Ahora imaginemos que Fabricio Alvarado, el candidato evangélico que alcanzó la segunda vuelta presidencial en 2018 —y cuya esposa habla en “lenguas”— hubiese ganado. ¿Tendríamos
los mismos resultados? Probablemente no. Entonces, mientras las discusiones nacionales giraban alrededor de temas políticos o económicos, las consecuencias dañinas del antiracionalismo se diluían.
Pero al llegar una epidemia que sitúa a la ciencia en el centro existencial de los países, el antiracionalismo se vuelve mortal.
Cuando “posverdad” fue elegida la palabra del año 2016, más de un escéptico pensó que el concepto, en realidad, apuntaba a la mentira de toda
la vida. Estaban equivocados. El menosprecio hacia los expertos y la data revelaba una forma oscurantista de acercarse al conocimiento. En realidad, Timothy Snyder estaba en lo correcto al asegurar que la posverdad era el
prefascismo, porque, efectivamente, el fascismo es la expresión política radical del desprecio por lo razonable y universal.
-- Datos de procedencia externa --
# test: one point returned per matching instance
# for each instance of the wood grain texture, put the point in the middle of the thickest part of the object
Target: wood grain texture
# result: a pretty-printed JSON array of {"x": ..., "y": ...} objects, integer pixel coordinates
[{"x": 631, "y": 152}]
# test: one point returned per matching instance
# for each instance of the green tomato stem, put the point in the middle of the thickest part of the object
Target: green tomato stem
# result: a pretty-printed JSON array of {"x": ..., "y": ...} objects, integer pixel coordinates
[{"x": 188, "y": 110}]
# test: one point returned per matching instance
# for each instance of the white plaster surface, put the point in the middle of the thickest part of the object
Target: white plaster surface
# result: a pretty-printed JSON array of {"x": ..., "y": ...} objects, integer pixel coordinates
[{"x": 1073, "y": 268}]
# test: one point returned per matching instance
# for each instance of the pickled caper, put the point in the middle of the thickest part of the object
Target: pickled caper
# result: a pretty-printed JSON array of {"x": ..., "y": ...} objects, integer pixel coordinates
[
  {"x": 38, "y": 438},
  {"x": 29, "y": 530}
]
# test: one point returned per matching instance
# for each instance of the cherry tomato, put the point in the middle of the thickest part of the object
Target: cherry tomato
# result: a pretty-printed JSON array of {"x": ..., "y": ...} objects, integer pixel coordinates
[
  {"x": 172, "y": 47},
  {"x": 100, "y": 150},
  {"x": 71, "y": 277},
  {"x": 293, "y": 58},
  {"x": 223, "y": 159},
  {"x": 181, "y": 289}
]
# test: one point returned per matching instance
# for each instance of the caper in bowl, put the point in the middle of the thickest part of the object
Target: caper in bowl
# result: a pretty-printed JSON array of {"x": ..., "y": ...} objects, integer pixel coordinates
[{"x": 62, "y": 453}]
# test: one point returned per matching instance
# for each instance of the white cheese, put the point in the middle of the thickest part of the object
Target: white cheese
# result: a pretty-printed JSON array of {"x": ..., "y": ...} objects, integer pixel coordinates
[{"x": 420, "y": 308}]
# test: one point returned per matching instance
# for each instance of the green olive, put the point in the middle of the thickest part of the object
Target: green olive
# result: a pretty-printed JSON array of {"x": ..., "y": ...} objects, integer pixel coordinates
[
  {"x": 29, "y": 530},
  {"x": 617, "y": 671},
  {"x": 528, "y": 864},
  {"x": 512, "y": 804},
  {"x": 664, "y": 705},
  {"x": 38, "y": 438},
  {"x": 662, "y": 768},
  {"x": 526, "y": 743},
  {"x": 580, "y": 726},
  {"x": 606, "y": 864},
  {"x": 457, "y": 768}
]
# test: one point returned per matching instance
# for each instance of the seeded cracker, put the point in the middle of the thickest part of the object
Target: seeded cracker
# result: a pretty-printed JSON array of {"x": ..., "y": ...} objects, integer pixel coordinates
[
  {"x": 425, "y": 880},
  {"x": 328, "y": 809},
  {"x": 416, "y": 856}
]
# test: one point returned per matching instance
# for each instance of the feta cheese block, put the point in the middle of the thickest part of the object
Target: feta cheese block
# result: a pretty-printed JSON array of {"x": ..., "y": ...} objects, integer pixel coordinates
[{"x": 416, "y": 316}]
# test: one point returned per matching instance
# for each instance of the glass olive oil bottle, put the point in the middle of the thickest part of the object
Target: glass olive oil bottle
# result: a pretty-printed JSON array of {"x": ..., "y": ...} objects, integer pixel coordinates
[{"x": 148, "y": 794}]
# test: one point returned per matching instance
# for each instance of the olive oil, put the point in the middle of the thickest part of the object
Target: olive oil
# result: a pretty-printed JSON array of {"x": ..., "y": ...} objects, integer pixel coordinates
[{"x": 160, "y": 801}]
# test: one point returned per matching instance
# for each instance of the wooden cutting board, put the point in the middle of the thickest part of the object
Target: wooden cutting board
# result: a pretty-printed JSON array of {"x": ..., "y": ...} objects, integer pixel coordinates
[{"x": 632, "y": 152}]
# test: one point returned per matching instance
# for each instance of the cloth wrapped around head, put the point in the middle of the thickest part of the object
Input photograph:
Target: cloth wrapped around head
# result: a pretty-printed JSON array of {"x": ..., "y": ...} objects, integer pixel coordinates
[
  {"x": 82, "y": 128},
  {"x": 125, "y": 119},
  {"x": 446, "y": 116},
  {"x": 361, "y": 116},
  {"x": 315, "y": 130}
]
Por el momento, hemos visto parcelas de fascismo en estos gobiernos: el desprecio a las minorías, una actitud machista tradicional en contra de las mujeres y, sobre todo, un comportamiento
general que cabe en la palabra que George Orwell aseguró describía mejor que ninguna otra el fascismo: “bully”. Pero con excepción de Nicaragua donde sí podemos apreciar la estabilización
de un régimen con rasgos fascistas, en Estados Unidos y América Latina hemos visto atisbos de fascismo.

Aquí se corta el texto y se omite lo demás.